Azerbeycan’ın Geylan ilçesinde medfun bulunan Hak dostlarından Tacüddin Zahid-i Geylani hazretleri ”rahmetullahi aleyh“, bir gün sevdiği bir gence;
- Yavrum! Dünyada kalmak zamanı pek azdır, buyurdu. Bu zamanın da çoğu boş yere geçmiş, geriye pek azı kalmıştır. Ahiret zamanı ise sonsuz olup, orada başa gelecek şeyler, bu birkaç günlük işlere bağlıdır.
Ve ekledi:
- Bundan sonra, ya sonsuz nimetler, zevkler, yahut bitmez tükenmez azablar, acılar vardır. Peygamber efendimiz aleyhisselam bunları haber vermiştir ki, elbette olacaklardır. Aklı olan kimsenin durmadan çalışması lazımdır.
Delikanlı sordu:
- Ne tavsiye edersiniz efendim?
- Yavrum! Ömrün en kıymetli zamanları, boş yere geçti. Hep nefsin isteklerini yapmakla tükendi. Şimdi, ömrün en kıymetsiz, başarısız zamanı kaldı ki bununla da Allahü teâlânın beğendiği işleri yapmaz, elden kaçırdığımızı az bir emekle ve kısa bir sıkıntı ile, sonsuz nimetlere kavuşmazsak, yarın kıyamet gününde, Allahü teâlânın huzuruna ne yüzle çıkabilir, oraya ne özür ve bahane götürebiliriz?
Şöyle devam etti:
- Bu gaflet uykusu ne vakte kadar sürecek? Gaflet pamuğu kulaklardan ne zaman atılacak? Bir gün, gözlerden perdeyi kaldıracak, kulaklardan gaflet pamuğunu çıkaracaklar. Fakat faydası olmayacak. O zaman pişmanlıktan, utanmaktan başka yapılacak şey olmayacak.
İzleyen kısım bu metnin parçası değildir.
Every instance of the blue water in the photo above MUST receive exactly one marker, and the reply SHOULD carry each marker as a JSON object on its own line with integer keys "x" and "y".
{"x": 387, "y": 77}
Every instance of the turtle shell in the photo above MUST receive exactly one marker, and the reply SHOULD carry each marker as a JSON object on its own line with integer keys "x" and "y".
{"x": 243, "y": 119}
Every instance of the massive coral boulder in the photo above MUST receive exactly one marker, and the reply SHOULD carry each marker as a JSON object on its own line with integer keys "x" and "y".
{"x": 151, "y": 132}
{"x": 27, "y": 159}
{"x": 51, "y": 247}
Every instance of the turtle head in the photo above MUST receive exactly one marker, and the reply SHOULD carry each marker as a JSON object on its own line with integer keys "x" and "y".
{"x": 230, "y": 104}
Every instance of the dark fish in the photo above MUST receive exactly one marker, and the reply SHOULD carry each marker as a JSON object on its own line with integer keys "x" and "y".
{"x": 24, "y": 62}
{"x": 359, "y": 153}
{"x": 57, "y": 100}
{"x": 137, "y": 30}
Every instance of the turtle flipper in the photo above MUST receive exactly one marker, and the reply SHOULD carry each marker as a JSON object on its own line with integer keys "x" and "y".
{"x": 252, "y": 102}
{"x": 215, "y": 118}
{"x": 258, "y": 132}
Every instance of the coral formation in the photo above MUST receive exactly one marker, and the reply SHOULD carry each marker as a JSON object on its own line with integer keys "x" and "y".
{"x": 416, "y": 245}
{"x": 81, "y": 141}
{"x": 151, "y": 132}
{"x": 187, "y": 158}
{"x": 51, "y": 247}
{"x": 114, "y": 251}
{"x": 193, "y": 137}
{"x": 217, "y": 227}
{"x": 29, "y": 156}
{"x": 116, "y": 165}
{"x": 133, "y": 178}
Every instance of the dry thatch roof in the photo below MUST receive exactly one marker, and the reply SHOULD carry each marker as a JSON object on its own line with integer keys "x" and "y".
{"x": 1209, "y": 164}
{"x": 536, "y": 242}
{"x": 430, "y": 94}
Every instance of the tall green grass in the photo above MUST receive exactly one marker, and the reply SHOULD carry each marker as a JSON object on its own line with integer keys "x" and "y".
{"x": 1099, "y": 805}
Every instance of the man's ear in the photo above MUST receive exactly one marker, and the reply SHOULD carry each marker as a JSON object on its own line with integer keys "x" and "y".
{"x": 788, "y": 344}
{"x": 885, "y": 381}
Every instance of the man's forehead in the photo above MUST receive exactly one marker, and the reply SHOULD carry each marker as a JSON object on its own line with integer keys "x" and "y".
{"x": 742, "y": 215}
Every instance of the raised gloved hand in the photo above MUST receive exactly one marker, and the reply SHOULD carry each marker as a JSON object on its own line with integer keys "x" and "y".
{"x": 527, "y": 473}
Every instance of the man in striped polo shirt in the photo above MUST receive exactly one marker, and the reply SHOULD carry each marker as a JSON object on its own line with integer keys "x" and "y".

- Tavsiyeniz nedir efendim?
- Ölüm gelmeden önce yapılacak işi yapmalı, yüzü ak olarak Allahü teâlâyı özleyerek can vermelidir.
- Yapılacak iş nedir hocam?
- Önce itikadı düzeltmek lazımdır. Dinden olduğu tevatür yolu ile, yani çok kimselerin söylemesiyle, zaruri olarak bilinen şeylere inanmak elbette lazımdır.
- Sonra hocam?
- Bundan sonra, fıkıh kitaplarında yazılı olan şeyleri öğrenmeli ve yapmalıdır. Bundan sonra da tasavvuf yolunda ilerlemeye sıra gelir. Fakat bu, kimsenin bilmediği şeyleri bilmek, kimsenin görmediği şeyleri görmek için değildir.
- Ya ne içindir efendim?
- “Hakiki iman”a kavuşmak, yani İslamiyet’e uymakta kolaylık duymak içindir.